В некоторых дачных местах бросали бомбы, но у нас было тихо. Москву продолжали бомбить. У нас ночью бывало слышно, как летят самолеты. Шум моторов в небе был какой-то непривычный, но я не боялась его. Только спустя некоторое время я поняла, что это летели немецкие самолеты.
После того как начались бомбежки, люди стали уезжать из Москвы в дачные места, уезжали многие интеллигентные семьи, без больших вещей, и почти все везли одну книгу – это был Пушкин. Началась эвакуация, из нашей квартиры уехали Вишневские и дядя Юра, а Олега призвали в армию. Дядю Ма взяли в ополчение. Все, у кого были радиоприемники и велосипеды, должны были их сдать: приемники на телеграф, велосипеды не знаю куда.
Такси, конечно, не стало, ни легкового, ни грузового, и чтобы мы могли переехать с дачи в Москву, Мария Федоровна обратилась к военным властям, ссылаясь на то, что дядя Ма в ополчении и мы являемся семьей военнослужащего.
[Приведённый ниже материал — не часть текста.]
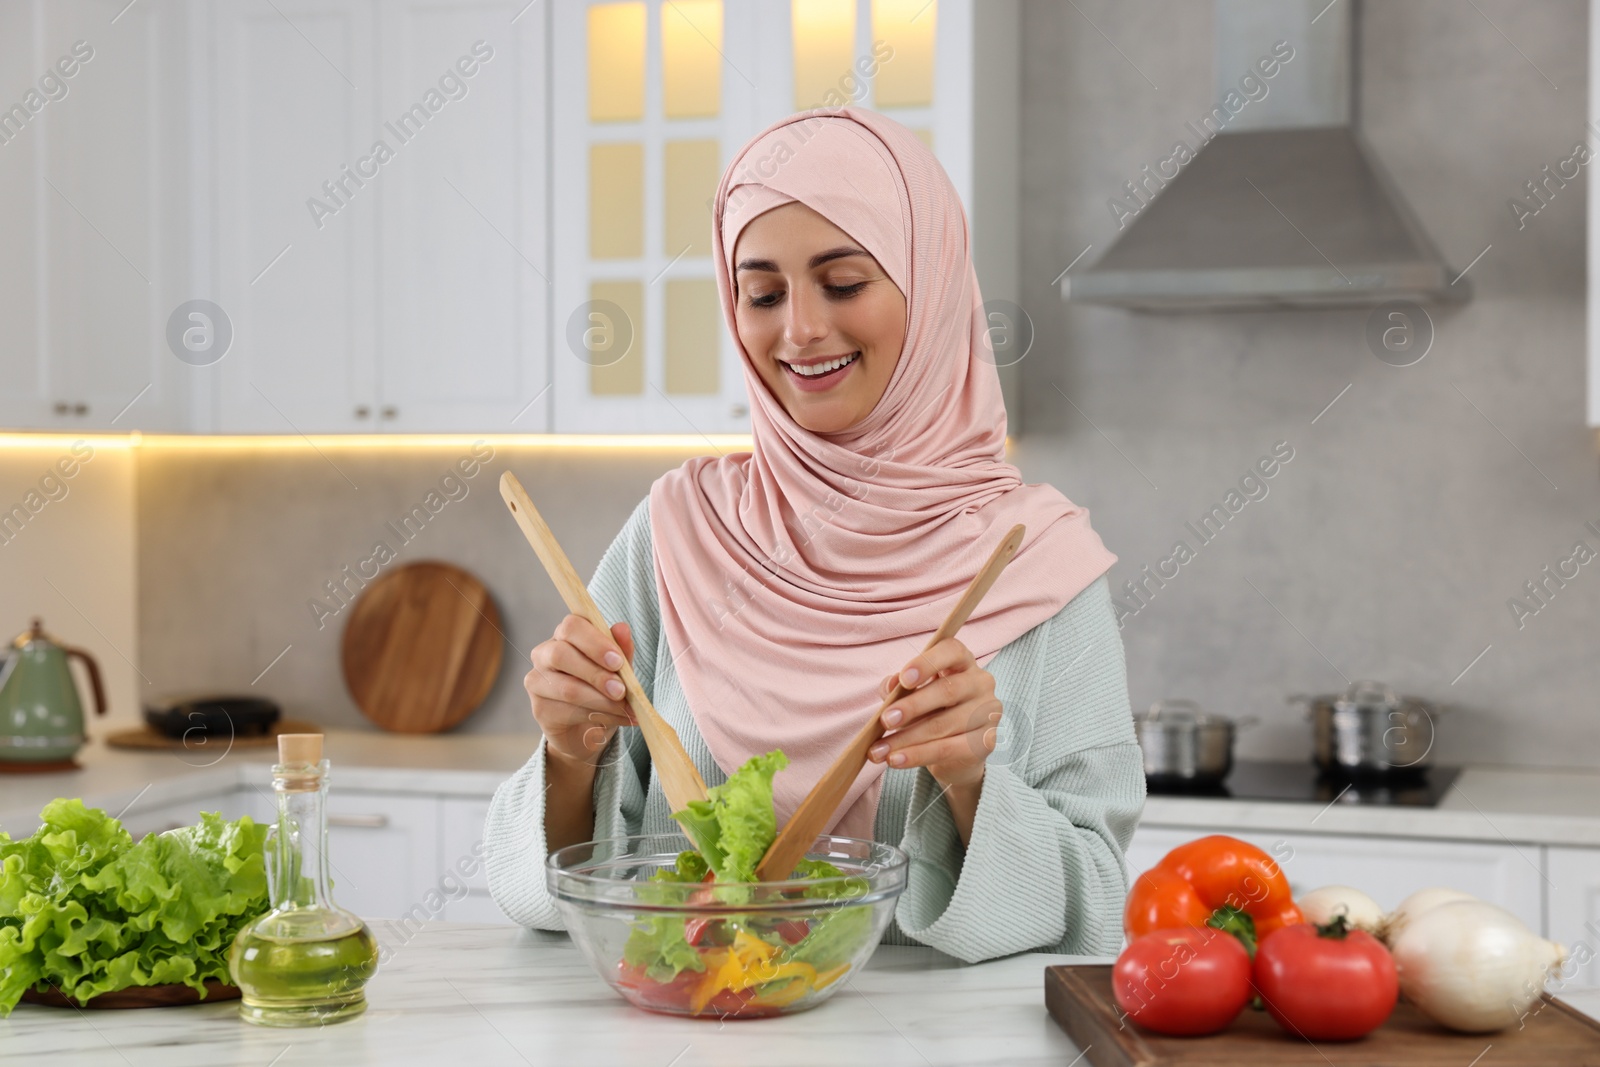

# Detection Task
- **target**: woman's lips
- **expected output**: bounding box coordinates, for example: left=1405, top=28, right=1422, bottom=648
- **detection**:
left=783, top=352, right=859, bottom=393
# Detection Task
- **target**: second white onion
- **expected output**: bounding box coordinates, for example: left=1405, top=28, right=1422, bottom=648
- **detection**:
left=1387, top=899, right=1566, bottom=1033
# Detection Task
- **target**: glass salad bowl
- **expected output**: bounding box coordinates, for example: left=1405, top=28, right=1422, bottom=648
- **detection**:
left=549, top=833, right=908, bottom=1019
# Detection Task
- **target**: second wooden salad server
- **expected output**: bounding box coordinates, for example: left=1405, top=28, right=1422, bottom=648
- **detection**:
left=754, top=523, right=1027, bottom=882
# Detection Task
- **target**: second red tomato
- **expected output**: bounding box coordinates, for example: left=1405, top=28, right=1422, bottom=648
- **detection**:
left=1253, top=919, right=1398, bottom=1041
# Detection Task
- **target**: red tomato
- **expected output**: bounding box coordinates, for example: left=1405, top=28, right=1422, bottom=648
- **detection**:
left=615, top=961, right=701, bottom=1013
left=1112, top=927, right=1253, bottom=1036
left=775, top=920, right=810, bottom=945
left=614, top=962, right=781, bottom=1019
left=1253, top=920, right=1398, bottom=1041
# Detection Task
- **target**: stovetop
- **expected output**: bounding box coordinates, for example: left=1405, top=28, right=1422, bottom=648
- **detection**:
left=1146, top=760, right=1462, bottom=808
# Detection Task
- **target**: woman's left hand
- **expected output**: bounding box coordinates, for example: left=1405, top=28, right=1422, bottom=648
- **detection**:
left=866, top=637, right=1001, bottom=790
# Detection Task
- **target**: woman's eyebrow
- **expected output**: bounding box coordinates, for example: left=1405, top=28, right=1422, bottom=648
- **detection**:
left=735, top=246, right=869, bottom=273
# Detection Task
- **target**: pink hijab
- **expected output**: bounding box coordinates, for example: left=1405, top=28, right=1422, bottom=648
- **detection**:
left=648, top=107, right=1116, bottom=840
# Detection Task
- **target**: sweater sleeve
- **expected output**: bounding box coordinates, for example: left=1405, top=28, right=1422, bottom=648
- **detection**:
left=483, top=496, right=659, bottom=930
left=891, top=575, right=1146, bottom=962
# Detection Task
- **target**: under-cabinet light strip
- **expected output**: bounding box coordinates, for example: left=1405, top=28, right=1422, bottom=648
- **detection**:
left=0, top=433, right=757, bottom=451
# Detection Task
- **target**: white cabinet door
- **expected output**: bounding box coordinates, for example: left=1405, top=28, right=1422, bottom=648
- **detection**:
left=438, top=796, right=510, bottom=924
left=374, top=4, right=550, bottom=433
left=1129, top=825, right=1547, bottom=935
left=118, top=789, right=251, bottom=838
left=1548, top=847, right=1600, bottom=989
left=0, top=0, right=186, bottom=432
left=212, top=0, right=379, bottom=433
left=0, top=2, right=55, bottom=430
left=324, top=791, right=439, bottom=920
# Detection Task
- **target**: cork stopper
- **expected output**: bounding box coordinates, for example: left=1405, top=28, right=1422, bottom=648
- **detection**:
left=278, top=733, right=323, bottom=765
left=275, top=733, right=324, bottom=792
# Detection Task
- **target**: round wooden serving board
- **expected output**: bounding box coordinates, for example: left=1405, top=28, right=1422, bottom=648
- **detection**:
left=340, top=561, right=504, bottom=734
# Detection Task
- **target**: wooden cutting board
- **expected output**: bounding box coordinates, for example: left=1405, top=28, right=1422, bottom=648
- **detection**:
left=340, top=561, right=504, bottom=733
left=1045, top=965, right=1600, bottom=1066
left=106, top=719, right=321, bottom=751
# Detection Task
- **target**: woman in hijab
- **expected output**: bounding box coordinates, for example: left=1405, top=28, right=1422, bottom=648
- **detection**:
left=485, top=107, right=1144, bottom=961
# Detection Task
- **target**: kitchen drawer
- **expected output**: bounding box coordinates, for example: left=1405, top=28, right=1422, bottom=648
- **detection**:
left=1129, top=825, right=1545, bottom=935
left=1548, top=847, right=1600, bottom=990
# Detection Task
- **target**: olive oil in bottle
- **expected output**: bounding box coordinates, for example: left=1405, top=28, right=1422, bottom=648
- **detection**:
left=229, top=734, right=380, bottom=1026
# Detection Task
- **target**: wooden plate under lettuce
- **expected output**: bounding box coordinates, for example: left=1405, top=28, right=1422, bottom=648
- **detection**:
left=21, top=980, right=240, bottom=1009
left=1046, top=964, right=1600, bottom=1066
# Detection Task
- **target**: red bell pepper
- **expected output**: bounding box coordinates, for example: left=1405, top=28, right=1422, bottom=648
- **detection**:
left=1124, top=834, right=1302, bottom=953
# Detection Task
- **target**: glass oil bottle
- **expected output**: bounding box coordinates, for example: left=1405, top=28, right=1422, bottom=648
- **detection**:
left=229, top=733, right=380, bottom=1026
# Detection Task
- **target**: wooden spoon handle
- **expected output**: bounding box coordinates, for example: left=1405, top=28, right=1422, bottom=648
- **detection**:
left=498, top=472, right=709, bottom=811
left=755, top=523, right=1027, bottom=881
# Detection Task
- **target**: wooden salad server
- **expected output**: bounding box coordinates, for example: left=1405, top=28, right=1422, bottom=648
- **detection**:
left=755, top=523, right=1027, bottom=882
left=499, top=472, right=709, bottom=813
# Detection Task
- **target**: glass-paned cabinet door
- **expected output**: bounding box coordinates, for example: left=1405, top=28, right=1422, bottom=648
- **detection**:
left=784, top=0, right=937, bottom=152
left=551, top=0, right=759, bottom=434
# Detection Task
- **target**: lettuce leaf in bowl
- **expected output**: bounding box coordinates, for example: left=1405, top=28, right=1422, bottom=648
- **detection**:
left=670, top=749, right=788, bottom=883
left=0, top=798, right=268, bottom=1015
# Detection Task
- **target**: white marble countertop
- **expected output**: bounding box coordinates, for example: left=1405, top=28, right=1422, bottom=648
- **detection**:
left=6, top=732, right=1600, bottom=850
left=1142, top=764, right=1600, bottom=847
left=1, top=922, right=1097, bottom=1067
left=0, top=729, right=537, bottom=834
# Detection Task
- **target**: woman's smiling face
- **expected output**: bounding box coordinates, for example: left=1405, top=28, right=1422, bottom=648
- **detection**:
left=733, top=201, right=907, bottom=434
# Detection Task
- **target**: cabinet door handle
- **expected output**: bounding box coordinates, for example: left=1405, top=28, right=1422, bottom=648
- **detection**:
left=328, top=813, right=390, bottom=829
left=54, top=402, right=71, bottom=415
left=74, top=403, right=89, bottom=416
left=730, top=403, right=748, bottom=418
left=354, top=405, right=371, bottom=419
left=380, top=405, right=398, bottom=420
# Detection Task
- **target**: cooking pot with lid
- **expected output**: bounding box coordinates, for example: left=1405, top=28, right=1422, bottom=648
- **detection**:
left=1133, top=700, right=1254, bottom=786
left=1297, top=680, right=1439, bottom=775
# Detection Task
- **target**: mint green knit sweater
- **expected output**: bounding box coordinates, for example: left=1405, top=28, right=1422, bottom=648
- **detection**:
left=484, top=496, right=1145, bottom=963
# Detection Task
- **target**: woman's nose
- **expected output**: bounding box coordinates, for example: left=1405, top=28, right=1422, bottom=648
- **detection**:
left=783, top=284, right=828, bottom=350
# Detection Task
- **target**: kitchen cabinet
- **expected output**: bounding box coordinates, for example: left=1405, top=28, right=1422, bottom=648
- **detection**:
left=208, top=0, right=380, bottom=435
left=1548, top=847, right=1600, bottom=989
left=0, top=0, right=190, bottom=433
left=209, top=0, right=549, bottom=434
left=437, top=796, right=510, bottom=924
left=1, top=0, right=1018, bottom=436
left=116, top=787, right=254, bottom=839
left=323, top=790, right=440, bottom=920
left=108, top=784, right=505, bottom=924
left=372, top=2, right=550, bottom=434
left=550, top=0, right=1021, bottom=433
left=1128, top=824, right=1546, bottom=936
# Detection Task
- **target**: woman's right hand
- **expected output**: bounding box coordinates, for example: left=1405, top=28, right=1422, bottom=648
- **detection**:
left=525, top=614, right=638, bottom=766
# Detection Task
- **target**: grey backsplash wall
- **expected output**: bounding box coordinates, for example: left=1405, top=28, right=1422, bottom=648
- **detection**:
left=140, top=0, right=1598, bottom=767
left=1011, top=0, right=1595, bottom=767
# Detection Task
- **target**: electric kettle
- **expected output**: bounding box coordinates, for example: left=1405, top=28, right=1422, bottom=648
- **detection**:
left=0, top=618, right=106, bottom=771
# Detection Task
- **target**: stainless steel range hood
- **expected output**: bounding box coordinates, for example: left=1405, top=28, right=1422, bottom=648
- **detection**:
left=1064, top=0, right=1467, bottom=311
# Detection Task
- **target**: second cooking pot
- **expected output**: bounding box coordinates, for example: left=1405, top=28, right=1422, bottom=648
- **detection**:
left=1134, top=700, right=1253, bottom=785
left=1299, top=680, right=1438, bottom=774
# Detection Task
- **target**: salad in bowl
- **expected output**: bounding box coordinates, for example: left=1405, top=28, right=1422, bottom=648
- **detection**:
left=548, top=751, right=908, bottom=1018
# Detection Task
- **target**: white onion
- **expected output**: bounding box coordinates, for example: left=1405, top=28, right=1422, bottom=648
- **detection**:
left=1297, top=885, right=1385, bottom=934
left=1383, top=886, right=1476, bottom=945
left=1387, top=899, right=1567, bottom=1033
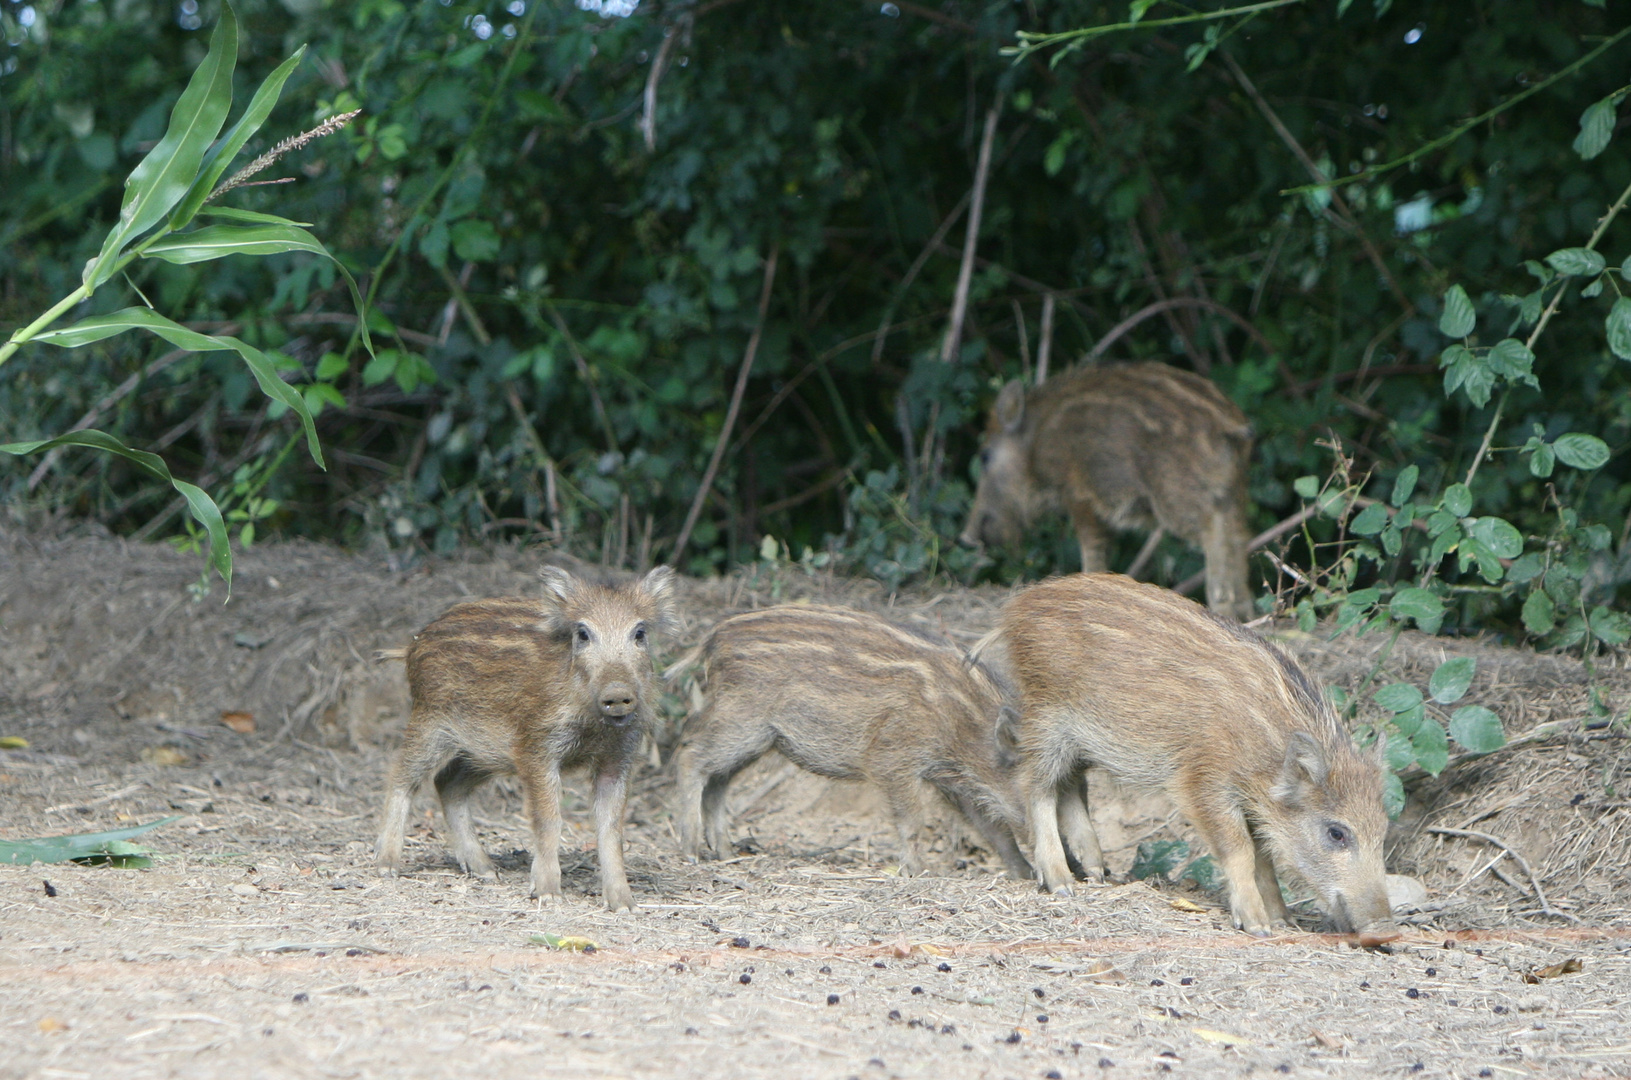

Мы не были семьей дяди Ма, он никогда не помогал нам в наших переездах, мне было стыдно этой просьбы, и я была уверена, что она не поможет. Однако Мария Федоровна без особых затруднений добилась своего: ей дали справку, с помощью которой она заказала грузовик.
Альбрандты тоже переехали в Москву. А Сабуровы, боясь бомбежек, остались в Свистухе, и когда немцы были совсем близко, им пришлось уходить пешком на Ярославскую железную дорогу, и они шли через лес, а на деревьях вдоль дороги висели куски человеческих тел – лес был заминирован.
«Война – это большие каникулы», – писал Реймон Радиге[167]167
Радиге Реймон (1903–1923) – французский писатель. Цитируется его роман «Бес в крови».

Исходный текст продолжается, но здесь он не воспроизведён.